Well as week one draws to an end i am feeling a lot better about this course then i did before it started. My university journey has not been a very smooth one… i enrolled in university fresh out of high school, studying a bachelor of accounting. In hindsight now i realise i really should have taken some time off before jumping straight into study, i was still unsure of what i was actually interested in or what i wanted to do with my future and i feel this uncertainty was the start of my problems. I wasn’t happy in my chosen bachelor and my grades reflected it, passing some subjects but failing some also. Not wanting to disappoint my family i continued on with my studies and changed to a bachelor of business hoping it would be better suited to me.
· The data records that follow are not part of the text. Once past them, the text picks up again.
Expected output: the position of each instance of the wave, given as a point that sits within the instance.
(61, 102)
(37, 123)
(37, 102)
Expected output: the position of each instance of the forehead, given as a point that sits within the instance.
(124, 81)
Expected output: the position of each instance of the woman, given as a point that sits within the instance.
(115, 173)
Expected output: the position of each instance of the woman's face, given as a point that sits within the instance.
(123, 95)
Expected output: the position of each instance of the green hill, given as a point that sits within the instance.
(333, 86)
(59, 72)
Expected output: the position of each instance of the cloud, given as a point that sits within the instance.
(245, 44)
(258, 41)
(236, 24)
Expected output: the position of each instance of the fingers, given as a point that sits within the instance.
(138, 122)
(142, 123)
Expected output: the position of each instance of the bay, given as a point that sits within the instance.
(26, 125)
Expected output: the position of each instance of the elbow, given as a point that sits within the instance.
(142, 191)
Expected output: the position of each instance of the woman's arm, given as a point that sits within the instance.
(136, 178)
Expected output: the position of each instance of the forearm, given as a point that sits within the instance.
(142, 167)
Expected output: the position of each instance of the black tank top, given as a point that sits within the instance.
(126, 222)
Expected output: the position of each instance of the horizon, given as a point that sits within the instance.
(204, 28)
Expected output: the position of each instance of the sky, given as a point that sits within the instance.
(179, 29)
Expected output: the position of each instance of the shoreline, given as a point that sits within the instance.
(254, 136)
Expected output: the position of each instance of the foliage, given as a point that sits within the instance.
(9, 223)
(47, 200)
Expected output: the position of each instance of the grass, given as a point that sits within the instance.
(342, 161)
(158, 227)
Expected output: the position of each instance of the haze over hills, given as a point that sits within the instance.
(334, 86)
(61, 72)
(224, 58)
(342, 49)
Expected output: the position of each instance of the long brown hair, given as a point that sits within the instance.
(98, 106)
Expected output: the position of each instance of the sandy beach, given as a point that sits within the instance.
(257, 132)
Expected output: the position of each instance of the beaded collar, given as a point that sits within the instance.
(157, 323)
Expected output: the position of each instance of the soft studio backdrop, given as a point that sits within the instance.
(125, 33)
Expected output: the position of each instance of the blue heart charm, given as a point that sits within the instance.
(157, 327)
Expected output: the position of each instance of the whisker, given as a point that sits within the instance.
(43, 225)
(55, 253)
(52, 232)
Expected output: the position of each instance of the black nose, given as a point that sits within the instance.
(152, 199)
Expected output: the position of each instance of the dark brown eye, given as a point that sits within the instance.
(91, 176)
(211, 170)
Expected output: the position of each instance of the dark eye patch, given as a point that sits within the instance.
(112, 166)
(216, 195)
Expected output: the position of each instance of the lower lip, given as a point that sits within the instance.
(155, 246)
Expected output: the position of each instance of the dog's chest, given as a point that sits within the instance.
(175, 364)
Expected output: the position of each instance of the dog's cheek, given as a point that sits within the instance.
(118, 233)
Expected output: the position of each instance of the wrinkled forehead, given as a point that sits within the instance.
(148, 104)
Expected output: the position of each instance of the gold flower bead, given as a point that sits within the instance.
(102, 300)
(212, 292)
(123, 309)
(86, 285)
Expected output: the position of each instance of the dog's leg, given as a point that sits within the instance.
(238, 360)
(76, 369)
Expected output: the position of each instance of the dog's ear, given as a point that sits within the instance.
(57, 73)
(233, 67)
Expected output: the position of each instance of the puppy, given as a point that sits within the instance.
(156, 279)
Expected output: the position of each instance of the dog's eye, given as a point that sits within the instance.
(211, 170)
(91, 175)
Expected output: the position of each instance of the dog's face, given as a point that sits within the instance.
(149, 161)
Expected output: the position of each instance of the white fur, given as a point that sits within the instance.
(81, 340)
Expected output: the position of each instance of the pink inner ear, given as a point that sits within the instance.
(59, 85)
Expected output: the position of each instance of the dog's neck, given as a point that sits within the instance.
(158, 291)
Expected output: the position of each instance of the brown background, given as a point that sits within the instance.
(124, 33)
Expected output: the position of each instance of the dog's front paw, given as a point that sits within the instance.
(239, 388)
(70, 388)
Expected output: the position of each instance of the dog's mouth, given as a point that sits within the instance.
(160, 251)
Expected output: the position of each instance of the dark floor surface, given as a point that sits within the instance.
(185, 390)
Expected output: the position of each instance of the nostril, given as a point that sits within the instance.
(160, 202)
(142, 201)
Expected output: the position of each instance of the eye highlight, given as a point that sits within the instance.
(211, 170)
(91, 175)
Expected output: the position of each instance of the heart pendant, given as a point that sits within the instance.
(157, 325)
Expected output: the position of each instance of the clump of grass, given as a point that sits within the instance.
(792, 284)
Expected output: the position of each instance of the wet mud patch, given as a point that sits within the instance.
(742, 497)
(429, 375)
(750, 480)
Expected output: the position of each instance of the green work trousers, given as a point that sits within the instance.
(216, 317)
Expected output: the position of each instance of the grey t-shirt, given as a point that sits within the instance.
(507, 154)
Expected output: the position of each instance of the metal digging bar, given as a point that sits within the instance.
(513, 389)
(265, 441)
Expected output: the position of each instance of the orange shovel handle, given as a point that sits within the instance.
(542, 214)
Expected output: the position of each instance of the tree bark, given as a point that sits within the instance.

Unfortunately i continued to struggle and ended up changing my degree again to psychology, it wasn’t until i continued to fail that i realised i was not ready and was going to continue to fail until i was 100% committed and knew what i wanted to do. I eventually withdrew from uni and pre sued full time work. I have always thought of returning to university to complete my studies but have always had fear and anxiety of failing again which kept me from returning for 7 years. 5 years ago now i began working as a medical receptionist at a medical centre and realised i really enjoyed administration/ office work, i am still unsure of where i would like to end up in the future however i did realise that returning to uni could help me get where i want to be.
So here i am, taking it very slow, one subject at time as i do not want to risk failing again and this time round i am also working full time, raising my 1 year old son as well as finding out we will be adding another addition to the family in September. But I’m older now, I’ve gained experiences, grown up and learnt to prioritise better and am in a busy yet stable time of my life with great support and a lot of love from those around me so i think i can do this…
At the beginning of the week i was dreading this course, from a first look at the assessment criteria i thought i was doomed. I have never blogged before so that was/is very new to me, the thought of having to interact with others on peer wise and in our assignments really made me uneasy and doing it via distance also had me fearful that i would not have enough support. However since diving in it really hasn’t been too bad… i wont speak too soon of course this is only week one after all but so far peer wise turned out to be quite enjoyable and i actually ended up spending a bit too much time participating. Ive created my blog account and I’m posting my first blog right now and i found chapter one to be quite interesting so fingers crossed.
I just received my Company as well but i will leave that for my next blog post 🙂
Thanks to anyone who takes the time to read this as i know how valuable time really is.